The dreamy pedal steel and gliding electric guitar of "Dearest" evoke the feeling of longing that comes when separated from loved ones back home. "Conversations" elevates the melodic accompaniment of breakthrough Norwegian talent Shikoswe, who provides an unforgettable guest appearance.
Through each track of Villa Amorini, Orions Belte create soundscapes that pull you in and draw out emotions in ways that only they know how.
More info on Orions Belte:
There are some places and moments that tie people together forever, whether it be a place, a song or something you can't quite define through words. The origins of Orions Belte stemmed from one of those mystical moments in time, which spawned a lasting creative connection. Øyvind Blomstrøm (guitar) and Chris Holm (bass) first met while playing in a touring band for another Norwegian artist. During that time, they bonded over their love for instrumental music and began talking about trying their hand at it themselves. After their work as touring band ended, they recruited drummer Kim Åge Furuhaug, one of Holm's longtime friend and collaborators, to join their new project.
The three met in Bergen, located along the west coast of Norway, to start working on ideas and demos. Instead, within just a few days, they ended up recording their entire first album, Mint. From there, the universe propelled them forward, resulting in a record deal, their live debut as a band at Norway's biggest pop festival Øyafestivalen and the release of their debut record all happening within the following year.
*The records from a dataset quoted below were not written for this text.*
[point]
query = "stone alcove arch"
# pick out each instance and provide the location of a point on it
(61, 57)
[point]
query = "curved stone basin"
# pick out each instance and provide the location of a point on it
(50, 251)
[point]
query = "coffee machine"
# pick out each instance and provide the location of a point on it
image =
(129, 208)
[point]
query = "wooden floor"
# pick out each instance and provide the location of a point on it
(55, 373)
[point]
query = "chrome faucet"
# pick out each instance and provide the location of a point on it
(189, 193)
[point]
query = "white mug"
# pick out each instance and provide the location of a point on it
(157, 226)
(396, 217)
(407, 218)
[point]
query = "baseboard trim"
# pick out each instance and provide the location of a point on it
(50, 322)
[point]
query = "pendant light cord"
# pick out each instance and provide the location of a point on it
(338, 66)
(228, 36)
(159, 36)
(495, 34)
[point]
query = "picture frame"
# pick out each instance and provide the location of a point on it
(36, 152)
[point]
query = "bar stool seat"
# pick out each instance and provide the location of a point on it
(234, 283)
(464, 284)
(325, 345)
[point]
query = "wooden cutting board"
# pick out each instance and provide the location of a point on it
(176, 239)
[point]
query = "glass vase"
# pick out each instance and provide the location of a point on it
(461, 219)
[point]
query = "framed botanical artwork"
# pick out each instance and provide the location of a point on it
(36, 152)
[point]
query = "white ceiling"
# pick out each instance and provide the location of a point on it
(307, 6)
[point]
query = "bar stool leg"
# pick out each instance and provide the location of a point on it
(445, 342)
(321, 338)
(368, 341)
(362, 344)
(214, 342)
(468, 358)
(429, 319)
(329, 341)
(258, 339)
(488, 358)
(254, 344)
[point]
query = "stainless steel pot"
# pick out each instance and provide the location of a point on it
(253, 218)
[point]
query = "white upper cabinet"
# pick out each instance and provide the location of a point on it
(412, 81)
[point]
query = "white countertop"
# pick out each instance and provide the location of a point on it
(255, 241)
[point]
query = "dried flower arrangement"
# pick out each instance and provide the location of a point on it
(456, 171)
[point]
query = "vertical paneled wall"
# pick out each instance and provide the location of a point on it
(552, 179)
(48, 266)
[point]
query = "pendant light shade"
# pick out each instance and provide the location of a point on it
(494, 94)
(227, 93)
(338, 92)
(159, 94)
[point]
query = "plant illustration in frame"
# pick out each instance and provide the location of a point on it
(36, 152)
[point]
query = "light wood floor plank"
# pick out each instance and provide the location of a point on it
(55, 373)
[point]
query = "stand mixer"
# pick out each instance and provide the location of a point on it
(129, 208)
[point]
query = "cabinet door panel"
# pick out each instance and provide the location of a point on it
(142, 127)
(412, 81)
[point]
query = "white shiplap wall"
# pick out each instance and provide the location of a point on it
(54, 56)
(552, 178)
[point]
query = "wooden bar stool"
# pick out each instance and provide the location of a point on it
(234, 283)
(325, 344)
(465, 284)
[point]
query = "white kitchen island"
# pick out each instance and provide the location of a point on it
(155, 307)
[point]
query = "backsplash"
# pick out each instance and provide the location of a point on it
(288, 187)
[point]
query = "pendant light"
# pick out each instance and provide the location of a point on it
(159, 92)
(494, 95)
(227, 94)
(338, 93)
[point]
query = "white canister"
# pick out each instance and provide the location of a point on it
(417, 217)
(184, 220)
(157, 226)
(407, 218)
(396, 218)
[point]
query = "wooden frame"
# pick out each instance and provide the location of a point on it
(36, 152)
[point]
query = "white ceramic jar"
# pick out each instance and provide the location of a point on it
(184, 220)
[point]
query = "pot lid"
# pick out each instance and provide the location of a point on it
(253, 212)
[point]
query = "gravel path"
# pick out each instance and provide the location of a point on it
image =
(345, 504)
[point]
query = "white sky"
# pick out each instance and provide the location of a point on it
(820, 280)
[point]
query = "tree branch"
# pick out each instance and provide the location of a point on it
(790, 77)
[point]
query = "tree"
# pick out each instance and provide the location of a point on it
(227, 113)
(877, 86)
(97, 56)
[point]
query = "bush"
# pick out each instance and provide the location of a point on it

Mint drew international interest and praise from outlets including Atwood Magazine, who called the record "an eclectic fusion of disparate styles and exciting sounds that says what it wants to say through memorable melodies, ambient drones, and a stockpile of wicked guitar riffs."
They quickly followed up Mint with their funk-infused 2019 EP Slim, which features reimagined versions of Ghostface Killah's “Cherchez La Ghost,” Milton Nascimento's "Tudo O Que Você Podia Ser" and an original cut that pays homage to Norwegian beat group The Pussycats and the late Mac Miller.
Amidst the unexpected chaos of 2020, Orions Belte kept the music flowing. They released another EP of inspired and experimental music, once again pushing the boundaries of what "instrumental music" can be. 600m per minute takes its name from an elevator in Tokyo, Japan that can transport 40 people at time at a maximum speed of 600 meters per minute. The supercharged, slightly nervous energy that the invention often evokes is mirrored in the EP's rocking title track, while "Orbit" brings a funky, worldly feel with a rhythm that urges you to move.